Exposer le panneau : ce qui change, et la voie qui change le moins
Dès que le panneau est sur internet, la page de connexion devient visible pour tous et des tentatives automatiques la trouvent en quelques heures. Il y a trois voies, et celle qui protège le plus ne rend jamais le panneau visible.
AtlasPVE ·
Cette fiche répond à
- exposer proxmox sur internet
- l’accès distant proxmox est-il sûr
- proxmox redirection du port 8006
- proxmox accès par vpn
- sécurité de l’interface web proxmox
Le serveur est à la maison ou au bureau et vous voulez y accéder depuis l’extérieur. La question est légitime, mais la réponse n’est pas « faut-il ou non », c’est « par quelle voie ».
Ce qui change au moment où vous le faites
Le panneau n’est plus un endroit que seules les personnes de votre réseau peuvent joindre. La page de connexion devient visible sur internet, et les pages de connexion visibles sur internet sont essayées automatiquement. Ce n’est pas une attaque dirigée contre vous, c’est un bruit de fond permanent qui trouve une adresse nouvellement ouverte en quelques heures. Le point n’est pas que quelqu’un vous vise, c’est que votre tour arrive tout seul.
Trois voies
La première : ne pas exposer. Vous rejoignez d’abord le réseau, puis vous utilisez le panneau comme si vous étiez chez vous. Le panneau n’est jamais visible de l’extérieur, il n’y a donc aucune page de connexion à essayer. C’est la voie qui change le moins et protège le plus.
La deuxième : mettre une porte devant. Le panneau ne parle pas en premier ; une couche qui vérifie qui vous êtes accueille le visiteur, et ensuite seulement le panneau est atteint. Le panneau n’est toujours pas la première chose à laquelle un inconnu s’adresse.
La troisième : exposer directement. Le port est redirigé vers l’extérieur et tout repose sur les épaules de la page de connexion et du certificat. C’est faisable, mais votre défense est désormais une seule couche.
Le minimum si vous exposez
Un deuxième facteur n’est pas une préférence. Le travail quotidien ne devrait pas se faire en root, car un compte pleinement privilégié derrière une porte ouverte sur l’extérieur multiplie deux risques. Le certificat doit être réel, et la raison n’est pas le chiffrement en soi : si vous voyez un avertissement à chaque connexion, vous prenez l’habitude de cliquer au-delà des avertissements, et le jour où le vrai avertissement arrive, vous cliquez au-delà de celui-là aussi.

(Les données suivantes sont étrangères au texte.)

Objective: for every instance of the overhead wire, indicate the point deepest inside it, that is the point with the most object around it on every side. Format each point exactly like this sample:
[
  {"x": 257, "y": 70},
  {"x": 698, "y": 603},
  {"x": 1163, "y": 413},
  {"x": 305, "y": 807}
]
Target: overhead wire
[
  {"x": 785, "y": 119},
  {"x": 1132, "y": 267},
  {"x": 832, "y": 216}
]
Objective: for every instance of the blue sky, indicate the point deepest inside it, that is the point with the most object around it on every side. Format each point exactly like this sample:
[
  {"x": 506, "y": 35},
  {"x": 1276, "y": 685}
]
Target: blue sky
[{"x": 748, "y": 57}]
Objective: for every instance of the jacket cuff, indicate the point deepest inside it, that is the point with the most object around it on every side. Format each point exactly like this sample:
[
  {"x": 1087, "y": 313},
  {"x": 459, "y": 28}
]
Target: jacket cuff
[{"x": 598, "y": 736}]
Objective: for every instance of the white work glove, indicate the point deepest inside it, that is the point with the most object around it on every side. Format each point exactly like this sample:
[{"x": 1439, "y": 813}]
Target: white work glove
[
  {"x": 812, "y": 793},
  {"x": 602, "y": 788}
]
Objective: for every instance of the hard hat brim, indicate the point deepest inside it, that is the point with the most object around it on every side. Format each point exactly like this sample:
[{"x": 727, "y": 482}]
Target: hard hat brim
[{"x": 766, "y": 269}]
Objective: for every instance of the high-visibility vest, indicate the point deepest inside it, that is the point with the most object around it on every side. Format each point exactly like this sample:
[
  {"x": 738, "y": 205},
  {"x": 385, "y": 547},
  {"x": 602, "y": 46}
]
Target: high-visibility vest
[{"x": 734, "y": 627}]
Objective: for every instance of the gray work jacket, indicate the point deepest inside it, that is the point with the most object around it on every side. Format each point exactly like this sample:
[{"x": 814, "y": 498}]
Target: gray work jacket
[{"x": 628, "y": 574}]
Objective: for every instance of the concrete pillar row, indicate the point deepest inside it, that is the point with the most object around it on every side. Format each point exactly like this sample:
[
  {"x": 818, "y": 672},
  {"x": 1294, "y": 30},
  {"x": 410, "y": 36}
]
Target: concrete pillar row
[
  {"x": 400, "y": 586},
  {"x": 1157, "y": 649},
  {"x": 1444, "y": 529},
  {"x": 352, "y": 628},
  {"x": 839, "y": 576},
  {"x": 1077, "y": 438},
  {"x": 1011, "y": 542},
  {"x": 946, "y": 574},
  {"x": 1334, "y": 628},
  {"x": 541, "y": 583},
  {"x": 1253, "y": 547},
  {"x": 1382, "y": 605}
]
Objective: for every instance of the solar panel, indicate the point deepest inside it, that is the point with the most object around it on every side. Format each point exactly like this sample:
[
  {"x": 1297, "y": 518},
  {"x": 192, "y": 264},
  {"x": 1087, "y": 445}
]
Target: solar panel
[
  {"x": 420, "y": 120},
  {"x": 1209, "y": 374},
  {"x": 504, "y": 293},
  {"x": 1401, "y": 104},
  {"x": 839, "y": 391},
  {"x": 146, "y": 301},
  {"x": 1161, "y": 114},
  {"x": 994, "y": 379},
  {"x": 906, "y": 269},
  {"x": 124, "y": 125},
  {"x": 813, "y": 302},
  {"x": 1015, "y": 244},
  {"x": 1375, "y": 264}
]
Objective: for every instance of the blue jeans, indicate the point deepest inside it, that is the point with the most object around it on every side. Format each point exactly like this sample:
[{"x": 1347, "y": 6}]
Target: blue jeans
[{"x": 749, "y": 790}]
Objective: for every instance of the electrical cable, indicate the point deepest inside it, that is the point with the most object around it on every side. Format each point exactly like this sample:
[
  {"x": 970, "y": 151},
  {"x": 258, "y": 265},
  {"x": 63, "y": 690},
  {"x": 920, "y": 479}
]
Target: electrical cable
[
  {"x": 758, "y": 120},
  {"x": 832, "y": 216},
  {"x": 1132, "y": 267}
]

À quoi sert la limitation des tentatives
Limiter les tentatives ratées n’arrête pas quelqu’un de déterminé. Ce qu’elle fait est plus précieux : elle coupe le bruit de fond, si bien que les événements restant dans le journal sont ceux qui méritent vraiment un regard. Un journal qui produit des milliers de lignes en permanence n’est pas lu, et un journal non lu n’existe pas.
Deux choses souvent oubliées
Exposer le panneau expose la console. Celui qui entre dans le panneau entre aussi sur les écrans des machines, c’est-à-dire dans la session de chaque machine virtuelle qui s’y trouve. Ce qu’il y a derrière le panneau compte autant que le panneau lui-même.
Et l’accès distant au shell est une porte distincte. Fermer l’une ne ferme pas l’autre ; les deux se pensent séparément.
Ce que fait Atlas
Atlas transporte la session dans un cookie que les scripts de page ne peuvent pas lire, et ne considère ce cookie valable que pour les requêtes venant de son propre site, de sorte qu’aucune autre page ne peut faire travailler votre session pour elle. Les connexions ratées sont limitées : au-delà d’un certain nombre la requête est refusée, et ce refus est inscrit dans le journal d’audit. La réponse de connexion ne distingue pas un compte existant d’un compte absent, si bien que quelqu’un qui balaie des noms d’utilisateur depuis l’extérieur ne peut pas dresser de liste. Rien de tout cela ne rend l’exposition du panneau sûre ; cela détermine sur quel sol vous vous tenez si vous choisissez de l’exposer.
Sources
La documentation officielle de Proxmox. En anglais, et c’est elle qui a le dernier mot sur ce sujet.